No pressure on blue-and-white in Spain

Facing global powerhouse in Gijon, Israel hopes for respectable showing in World Cup qualifier.

March 24, 2017 00:01
3 minute read.
Lior Refaelov

Lior Refaelov (left) is the favorite to be handed the final available attacking role for tonight’s 2018 World Cup qualifier in Spain, while forward Tal Ben-Haim (right) is all but guaranteed to be in the starting lineup for coach Elisha Levy’s team.. (photo credit: ADI AVISHAI)

Knowing anything but a heavy defeat would be regarded as a surprise, Israel’s national team is in a relaxed mood entering Friday’s 2018 World Cup qualifier against Spain in Gijon.

Israel is just a single point behind Spain and Italy in Group G, picking up nine of a possible 12 points from four matches to date, beating Macedonia, Liechtenstein and Albania, while losing to Italy.

But with only the winners of each group to qualify automatically for Russia 2018, while the eight best runners-up will advance to home-and-away playoffs, the blue-and-white is realistically targeting third place behind the winners of two of the last three World Cup tournaments.

Israel is well placed to do that and improve its seeding ahead of Euro 2020 qualification, with Albania and Macedonia still to visit the Holy Land.

Israel had been far from impressive in its campaign until winning in Albania in its most recent qualifier back in November. It barely beat one of European soccer’s minnows in Liechtenstein, while requiring a 95th-minute penalty save from goalkeeper Dudu Goresh to defeat Macedonia.

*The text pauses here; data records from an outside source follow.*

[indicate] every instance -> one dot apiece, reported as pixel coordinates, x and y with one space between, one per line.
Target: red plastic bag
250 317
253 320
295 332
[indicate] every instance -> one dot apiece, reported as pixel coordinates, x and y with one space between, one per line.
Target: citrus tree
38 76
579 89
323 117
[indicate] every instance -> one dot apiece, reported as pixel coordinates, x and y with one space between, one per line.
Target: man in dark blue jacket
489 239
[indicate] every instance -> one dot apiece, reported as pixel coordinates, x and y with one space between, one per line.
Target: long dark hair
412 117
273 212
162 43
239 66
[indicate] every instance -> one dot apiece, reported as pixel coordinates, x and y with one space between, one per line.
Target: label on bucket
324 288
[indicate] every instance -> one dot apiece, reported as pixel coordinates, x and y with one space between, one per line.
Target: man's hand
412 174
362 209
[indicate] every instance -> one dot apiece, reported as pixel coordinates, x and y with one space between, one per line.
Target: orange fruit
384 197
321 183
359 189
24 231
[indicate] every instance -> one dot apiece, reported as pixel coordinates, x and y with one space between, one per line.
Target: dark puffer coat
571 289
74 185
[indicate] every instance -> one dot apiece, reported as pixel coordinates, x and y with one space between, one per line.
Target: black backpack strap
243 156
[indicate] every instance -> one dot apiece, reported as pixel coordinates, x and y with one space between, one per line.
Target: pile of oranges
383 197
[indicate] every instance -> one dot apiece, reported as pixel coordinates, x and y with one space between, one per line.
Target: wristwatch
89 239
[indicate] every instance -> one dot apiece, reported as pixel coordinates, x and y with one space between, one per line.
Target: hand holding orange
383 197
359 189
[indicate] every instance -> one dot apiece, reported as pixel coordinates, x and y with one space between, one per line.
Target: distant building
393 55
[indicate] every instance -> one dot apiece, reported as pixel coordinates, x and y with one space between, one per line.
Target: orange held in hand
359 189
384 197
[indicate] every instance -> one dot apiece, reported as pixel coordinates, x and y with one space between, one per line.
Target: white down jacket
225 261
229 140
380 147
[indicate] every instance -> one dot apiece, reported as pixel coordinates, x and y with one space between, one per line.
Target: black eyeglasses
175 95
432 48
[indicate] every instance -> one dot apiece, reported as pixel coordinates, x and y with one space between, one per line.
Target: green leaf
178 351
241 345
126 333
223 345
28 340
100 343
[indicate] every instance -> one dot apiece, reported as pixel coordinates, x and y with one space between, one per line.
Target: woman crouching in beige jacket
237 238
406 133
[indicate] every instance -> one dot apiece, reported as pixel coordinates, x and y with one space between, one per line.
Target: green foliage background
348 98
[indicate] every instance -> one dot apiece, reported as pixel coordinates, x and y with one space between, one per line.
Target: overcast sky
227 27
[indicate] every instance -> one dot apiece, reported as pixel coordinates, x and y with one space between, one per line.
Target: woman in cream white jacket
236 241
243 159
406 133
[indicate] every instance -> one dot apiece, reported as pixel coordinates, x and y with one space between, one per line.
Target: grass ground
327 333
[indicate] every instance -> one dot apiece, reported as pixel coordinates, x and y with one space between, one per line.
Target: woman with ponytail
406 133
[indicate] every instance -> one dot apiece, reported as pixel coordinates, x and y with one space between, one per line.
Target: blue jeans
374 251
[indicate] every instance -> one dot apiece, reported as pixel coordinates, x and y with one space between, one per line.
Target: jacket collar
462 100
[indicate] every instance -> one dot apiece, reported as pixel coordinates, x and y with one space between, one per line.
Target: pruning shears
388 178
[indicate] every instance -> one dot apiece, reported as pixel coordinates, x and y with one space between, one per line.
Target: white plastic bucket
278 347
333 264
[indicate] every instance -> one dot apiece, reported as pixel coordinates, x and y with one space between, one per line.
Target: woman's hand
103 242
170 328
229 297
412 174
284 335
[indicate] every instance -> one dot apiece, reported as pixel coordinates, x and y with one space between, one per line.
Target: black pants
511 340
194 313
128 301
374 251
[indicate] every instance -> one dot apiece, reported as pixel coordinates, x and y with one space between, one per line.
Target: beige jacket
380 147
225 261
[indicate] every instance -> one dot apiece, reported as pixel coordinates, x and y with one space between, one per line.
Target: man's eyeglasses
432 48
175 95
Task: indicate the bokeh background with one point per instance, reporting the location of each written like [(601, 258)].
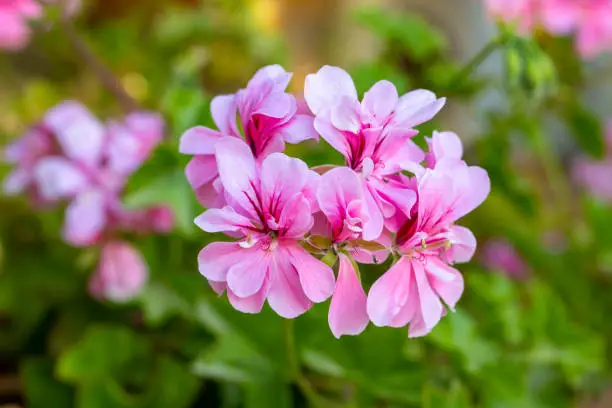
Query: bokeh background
[(533, 328)]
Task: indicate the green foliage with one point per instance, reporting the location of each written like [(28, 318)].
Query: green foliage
[(542, 341)]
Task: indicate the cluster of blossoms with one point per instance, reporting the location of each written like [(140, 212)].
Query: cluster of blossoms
[(16, 15), (594, 175), (590, 21), (70, 156), (389, 198)]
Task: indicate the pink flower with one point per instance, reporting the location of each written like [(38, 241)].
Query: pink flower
[(341, 200), (413, 290), (121, 274), (270, 208), (500, 255), (373, 135), (14, 29), (594, 175), (73, 156), (267, 119)]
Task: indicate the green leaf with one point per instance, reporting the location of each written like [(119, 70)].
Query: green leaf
[(412, 32), (103, 352), (170, 189), (586, 128), (104, 393), (41, 387), (458, 333), (173, 385)]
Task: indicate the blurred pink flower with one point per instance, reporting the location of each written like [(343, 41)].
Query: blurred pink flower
[(594, 175), (73, 156), (412, 291), (499, 255), (267, 118), (121, 274), (373, 135), (14, 29), (269, 208), (590, 21)]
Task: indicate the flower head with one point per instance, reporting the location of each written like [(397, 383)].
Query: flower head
[(263, 115), (269, 208)]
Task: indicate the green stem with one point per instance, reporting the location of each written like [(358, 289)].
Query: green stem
[(294, 368), (475, 62)]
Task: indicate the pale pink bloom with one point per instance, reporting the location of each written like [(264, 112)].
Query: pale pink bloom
[(589, 20), (14, 16), (270, 209), (594, 175), (347, 310), (373, 135), (499, 255), (341, 199), (121, 274), (413, 290), (262, 114)]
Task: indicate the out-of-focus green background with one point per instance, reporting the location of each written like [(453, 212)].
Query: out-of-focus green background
[(526, 114)]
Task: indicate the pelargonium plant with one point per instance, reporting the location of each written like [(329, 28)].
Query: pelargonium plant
[(391, 199), (71, 157)]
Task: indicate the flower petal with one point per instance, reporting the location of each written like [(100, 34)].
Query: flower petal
[(347, 311)]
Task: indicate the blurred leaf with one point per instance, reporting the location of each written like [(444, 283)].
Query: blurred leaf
[(104, 393), (41, 387), (455, 397), (103, 352), (457, 332), (412, 32), (170, 189), (586, 128), (173, 385)]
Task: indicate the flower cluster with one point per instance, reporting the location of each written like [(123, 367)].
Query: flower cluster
[(390, 198), (70, 156), (589, 20), (15, 16)]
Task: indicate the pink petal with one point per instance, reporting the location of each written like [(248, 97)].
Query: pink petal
[(58, 178), (381, 99), (199, 140), (121, 275), (344, 115), (201, 170), (246, 277), (300, 128), (215, 259), (250, 304), (338, 188), (223, 109), (417, 107), (446, 281), (222, 220), (326, 87), (286, 296), (463, 244), (86, 218), (238, 172), (79, 133), (430, 305), (389, 294), (316, 278), (347, 311)]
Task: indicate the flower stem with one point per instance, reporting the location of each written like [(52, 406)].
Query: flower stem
[(295, 371), (105, 75), (475, 62)]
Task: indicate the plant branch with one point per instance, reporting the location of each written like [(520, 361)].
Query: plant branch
[(105, 75)]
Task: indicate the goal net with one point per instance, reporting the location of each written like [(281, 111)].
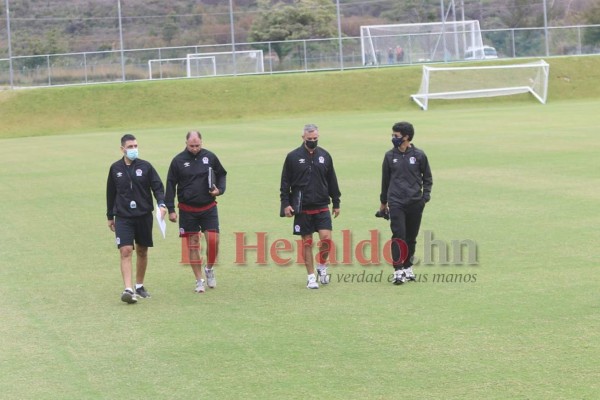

But the victory over Albania has given the national team some breathing space, meaning it is under no pressure in Gijon, even with anti-Israel protests planned before and during the match.

Last year, the Gijon city council passed an extreme anti-Israel resolution declaring itself “a space free of Israeli apartheid.”

The Gijon town hall was forced to cancel its year-long boycott against Israel due to the combined political and legal pressure of local civic groups, but the BDS campaigners nevertheless plan to be out in force outside the El Molinon Stadium.

Israel coach Elisha Levy insisted his players will not be affected by everything going on off the pitch, especially as they managed to beat Albania after the venue of the game was changed at the last moment due to the uncovering of a terror plot.

Levy is far more concerned with finding a way to slow down the Spain attack, which has scored 15 goals in its first four qualifiers, including eight against Liechtenstein and four against Macedonia.

“There is nothing wrong with focusing on defending,” said Levy. “All of our players will be committed to defending, but we will do everything to make sure we also have some possession and not allow Spain to dominate. We need to play with the right attitude and not capitulate under Spain’s pressure. We have started our campaign well and we want to keep it alive.”

With goalkeeper Dudu Goresh, who started in the team’s first four qualifiers, being suspend-ed, Levy announced on Thursday that Ofir Marciano will replace him in goal.

The back-four of Eli Dasa, Shir Tzedek, Eitan Tibi and Rami Gershon is set to start again, with Almog Cohen and Bibras Natcho to play in the center of the field.

Eran Zahavi is expected to be the team’s lone striker, with forward Tal Ben-Haim likely to start on the flank, leaving Levy with two remaining dilemmas.

Dan Einbinder, Sheran Yeini and Nir Bitton are fighting for the place alongside Cohen and Natcho in the midfield, while Lior Refaelov, Ben Sahar and Itay Shechter are all in contention for the remaining attacking role on the flank.

“Our main focus is to get points against Israel. We need to convey the importance of this game,” said Spain coach Julen Lopetegui, who has all his big guns at his disposal.

“They have good players and they are a competitive team. We know how difficult they are, we have to perform well. We absolutely respect Israel and I’m sure that they are also going to be respected by the city of Gijon.”